In 1967, Roberts and Morrow first described coronary ostial stenosis as a complication of SAVR [6]. It has been reported as a rare but potentially lethal complication following SAVR. Its prevalence has been reported in 1%–5% of patients who undergo SAVR [1-5]. Coronary ostial stenosis secondary to SAVR more commonly affects the left main coronary artery (LMCA) but also affects the right coronary artery [5]. Clinical syndromes include stable angina, ACS, ventricular arrhythmia, congestive heart failure, and sudden cardiac death [4]. These clinical syndromes typically occur within the first 6 months after SAVR. Rarely has coronary ostial stenosis been identified in a patient more than one year after SAVR. To our knowledge, only one study has reported such a case [3]. Our patient represents one of the latest clinical presentations of coronary ostial stenosis occurred 22 months following SAVR.

Several different underlying mechanisms have been suggested to explain the development of this disease entity. In most cases, it has been attributed to the use of ostial cannulation for antegrade cardioplegia during surgery, which can cause a mechanical injury to the coronary ostium resulting in hyperplastic reaction and stenosis [5, 7, 8]. Furthermore, infusion pressure of the cardioplegic solution administered through the cannulation catheter may also contribute to this mechanical injury [9]. However, coronary ostial stenosis can develop after SAVR even without cannulation [10], and brief cannulation times with intermittent infusion of antegrade cardioplegic solution did not eliminate the risk [4, 11]. Similarly, in our case, only a dose of antegrade cardioplegia was given to achieve initial electromechanical arrest, and then, retrograde cardioplegia was used throughout the surgery. Therefore, other mechanisms might also play a role in the development of coronary ostial stenosis after SAVR. First, turbulent flow around the prosthetic valve can cause intimal thickening and fibrous proliferation near the aortic root resulting in ostial stenosis [4–7, 10, 11]. Second, an immunological reaction to the bioprosthetic aortic valve can be another possible mechanism [12, 13]. One study supported this immunological hypothesis by using IVUS which demonstrated a massive extravascular fibrosis and its extrinsic compression around the ostium of the coronary artery causing severe ostial stenosis after SAVR [13].

Revascularization alternatives for ostial coronary artery stenosis following SAVR include coronary artery bypass graft and PCI. Availability/selection of appropriate management strategies for ostial coronary artery stenosis, particularly unprotected LMCA disease, remains a controversial subject.
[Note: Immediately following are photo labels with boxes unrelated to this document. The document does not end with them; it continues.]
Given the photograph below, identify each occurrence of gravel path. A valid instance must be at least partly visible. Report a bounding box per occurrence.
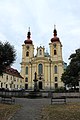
[10,98,50,120]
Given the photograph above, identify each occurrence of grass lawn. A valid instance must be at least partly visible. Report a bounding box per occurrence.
[41,103,80,120]
[0,104,21,120]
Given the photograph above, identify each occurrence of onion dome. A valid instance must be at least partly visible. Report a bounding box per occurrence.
[24,27,32,44]
[51,25,60,42]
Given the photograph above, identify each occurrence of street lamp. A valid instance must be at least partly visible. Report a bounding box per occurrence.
[49,58,52,90]
[29,62,32,89]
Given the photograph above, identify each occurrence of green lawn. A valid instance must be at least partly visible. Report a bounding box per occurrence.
[41,103,80,120]
[0,104,21,120]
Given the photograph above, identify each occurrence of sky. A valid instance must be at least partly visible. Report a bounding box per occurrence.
[0,0,80,72]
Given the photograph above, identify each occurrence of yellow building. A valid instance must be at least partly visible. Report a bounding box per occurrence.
[21,28,64,90]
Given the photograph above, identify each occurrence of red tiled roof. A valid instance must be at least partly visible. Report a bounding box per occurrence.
[4,67,23,78]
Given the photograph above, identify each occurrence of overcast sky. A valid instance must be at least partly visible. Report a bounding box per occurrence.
[0,0,80,71]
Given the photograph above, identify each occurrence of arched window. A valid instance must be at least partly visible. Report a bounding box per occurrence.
[39,50,42,55]
[6,75,8,80]
[38,64,43,75]
[25,77,28,82]
[55,83,58,88]
[54,77,58,82]
[54,50,57,55]
[54,65,57,74]
[26,51,29,57]
[26,67,28,74]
With technological advancement, PCI and stent placement can successfully treat coronary ostial stenosis with good early and late outcomes [5, 7, 12, 14–17]. This approach was applied in our patient with good short-term outcomes. We chose the BMS over the drug-eluting stent (DES) due to its good radial strength and tightness of the lesion in the setting of a large vessel diameter. This anatomic consideration should be balanced with the risk of restenosis, especially in the aortocoronary ostial lesions. At the same time, the patient's characteristics and the risk of bleeding should also be considered when selecting the type of stent, as DES placement would require longer dual-antiplatelet therapy [16].

In our case, further characterization of the ostial lesion by using prestenting IVUS was not possible because the IVUS catheter could not be negotiated through the critical narrowing of the lesion. Furthermore, the length of the procedure and the patient's disquiet did not allow us to extend the procedure for poststenting IVUS. Although IVUS could not be done in our case, it should be considered in future cases to better understand possible underlying mechanism and optimize stenting.

4. Conclusion

Although coronary ostial stenosis typically occurs within the first 6 months after SAVR, we describe its identification in association with NSTEMI 22 months after the surgery. Therefore, coronary ostial stenosis should be considered in the differential diagnosis of chest pain or arrhythmia in patients presenting with a history of SAVR, even if the procedure was performed more than 1 year prior to presentation. Also, we should continue to have a higher index of suspicion in these patients for ACS even after sufficient time has passed.